Not when recession is around the corner and oil is hovering at around $140.

That is nto to say that the whole idea of federal taxes makes sense. They should be abolished in favor of a consumption and pollution tax.

Then, you can maximize the tax base, according to your rational and thus maximize TR in an appropriate way.

At 6/12/2008 8:13 AM, Anonymous Anonymous said...

anon 7:29 Economic growth

Phooey. The 2006 Treasury "dynamic scoring" Report (Table 3) on extending the 2001 and 2003 tax cuts beyond the sunset date to 2016 indicates that the long run growth rate would increase 0.7% (that's total growth not annual growth) over trend line if government outlays were cut and that the long run growth rate would decline 0.9% if the cuts were deficit financed.

Hasn't the Laugher (sic) Curve been discredited enough already?

At 6/12/2008 10:18 AM, Blogger Audacity17 said...

This has long been a gripe of mine. Even people I like and respect often talk about "tax cuts paying for themselves". They only pay for themselves if the rate if above the maxima on the Laffer curve. Tax rates should be set to maximize revenues in the LONG TERM. Those that don't believe in the Laffer curve MUST admit that a 100 percent rate would bring in the most revenue. Laugher curve indeed.

At 6/12/2008 10:23 AM, Blogger Audacity17 said...

Probably should throw this back in the mix...

Clearly when rates are over 20 percent people avoid taxation.

At 6/13/2008 1:17 AM, Blogger OBloodyHell said...

> The qualifier is might. Those people perfectly understand that there is no credible evidence that reducing tax rates raises tax revenues.

What planet have you been on that you aren't aware of "evidence" to support this?

In case you didn't know it, despite the Bush tax cuts, Fed revenue went UP, and, as a result, cut the amount of the initially expected spending deficit.
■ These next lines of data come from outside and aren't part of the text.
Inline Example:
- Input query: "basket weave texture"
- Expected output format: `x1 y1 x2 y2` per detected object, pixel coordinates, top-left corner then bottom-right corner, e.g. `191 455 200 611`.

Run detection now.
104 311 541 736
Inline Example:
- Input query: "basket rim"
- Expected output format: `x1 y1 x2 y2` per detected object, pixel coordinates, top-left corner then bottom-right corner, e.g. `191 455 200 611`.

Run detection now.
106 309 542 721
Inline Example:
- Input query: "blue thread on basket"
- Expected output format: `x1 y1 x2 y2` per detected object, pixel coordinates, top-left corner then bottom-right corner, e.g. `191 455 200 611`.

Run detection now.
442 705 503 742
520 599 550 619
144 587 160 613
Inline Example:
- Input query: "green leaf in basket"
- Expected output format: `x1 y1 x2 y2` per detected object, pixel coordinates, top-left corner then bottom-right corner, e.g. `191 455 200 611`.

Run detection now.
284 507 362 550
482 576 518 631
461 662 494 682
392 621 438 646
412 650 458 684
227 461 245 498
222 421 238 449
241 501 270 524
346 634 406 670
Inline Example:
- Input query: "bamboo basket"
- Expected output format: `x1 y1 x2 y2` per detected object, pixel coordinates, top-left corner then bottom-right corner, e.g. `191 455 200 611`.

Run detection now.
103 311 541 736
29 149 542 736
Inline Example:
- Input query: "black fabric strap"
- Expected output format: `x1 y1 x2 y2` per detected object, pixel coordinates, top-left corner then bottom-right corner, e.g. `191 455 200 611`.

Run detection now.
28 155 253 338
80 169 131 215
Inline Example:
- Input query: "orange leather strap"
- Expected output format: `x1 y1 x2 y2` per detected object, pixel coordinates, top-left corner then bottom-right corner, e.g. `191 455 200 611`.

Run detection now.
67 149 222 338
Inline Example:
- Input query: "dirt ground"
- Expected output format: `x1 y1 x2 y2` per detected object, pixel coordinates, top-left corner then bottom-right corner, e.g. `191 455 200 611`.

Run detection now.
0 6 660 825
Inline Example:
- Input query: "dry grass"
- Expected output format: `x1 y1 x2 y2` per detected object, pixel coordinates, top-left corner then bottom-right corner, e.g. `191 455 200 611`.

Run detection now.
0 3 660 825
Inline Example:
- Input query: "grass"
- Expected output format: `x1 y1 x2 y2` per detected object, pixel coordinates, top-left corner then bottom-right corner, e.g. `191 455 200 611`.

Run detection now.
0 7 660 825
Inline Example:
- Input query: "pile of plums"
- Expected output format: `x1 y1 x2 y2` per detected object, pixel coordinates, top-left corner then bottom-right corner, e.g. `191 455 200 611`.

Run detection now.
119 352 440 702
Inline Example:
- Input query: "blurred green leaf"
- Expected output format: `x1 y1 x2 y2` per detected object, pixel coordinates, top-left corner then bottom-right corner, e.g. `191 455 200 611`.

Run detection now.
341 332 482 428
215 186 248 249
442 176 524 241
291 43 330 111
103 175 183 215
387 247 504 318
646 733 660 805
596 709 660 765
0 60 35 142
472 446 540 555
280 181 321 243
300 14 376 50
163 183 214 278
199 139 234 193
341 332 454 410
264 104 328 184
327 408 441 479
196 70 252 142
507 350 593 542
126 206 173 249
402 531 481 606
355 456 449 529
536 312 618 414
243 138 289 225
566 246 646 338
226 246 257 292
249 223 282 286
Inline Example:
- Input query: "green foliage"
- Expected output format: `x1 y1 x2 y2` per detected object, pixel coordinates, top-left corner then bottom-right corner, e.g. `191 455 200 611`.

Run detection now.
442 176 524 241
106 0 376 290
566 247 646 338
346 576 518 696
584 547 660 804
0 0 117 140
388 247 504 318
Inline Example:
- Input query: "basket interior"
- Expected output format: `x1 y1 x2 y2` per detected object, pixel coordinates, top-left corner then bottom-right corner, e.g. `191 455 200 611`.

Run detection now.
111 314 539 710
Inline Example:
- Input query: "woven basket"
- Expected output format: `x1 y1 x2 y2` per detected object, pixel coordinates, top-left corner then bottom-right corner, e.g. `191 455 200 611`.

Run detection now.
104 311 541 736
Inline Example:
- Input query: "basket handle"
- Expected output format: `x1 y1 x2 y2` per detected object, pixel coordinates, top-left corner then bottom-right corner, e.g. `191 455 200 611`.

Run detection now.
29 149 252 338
I'm not going to bother to cite sources, because if you had any intention of looking at them, you would have already seen them, this information has been readily available and has been demonstrated time and again in different places, not just the USA.

At 6/14/2008 10:08 AM, Blogger Unknown said...

Either that or you have simply made these up since no sane economist or statistician can claim these as evidences.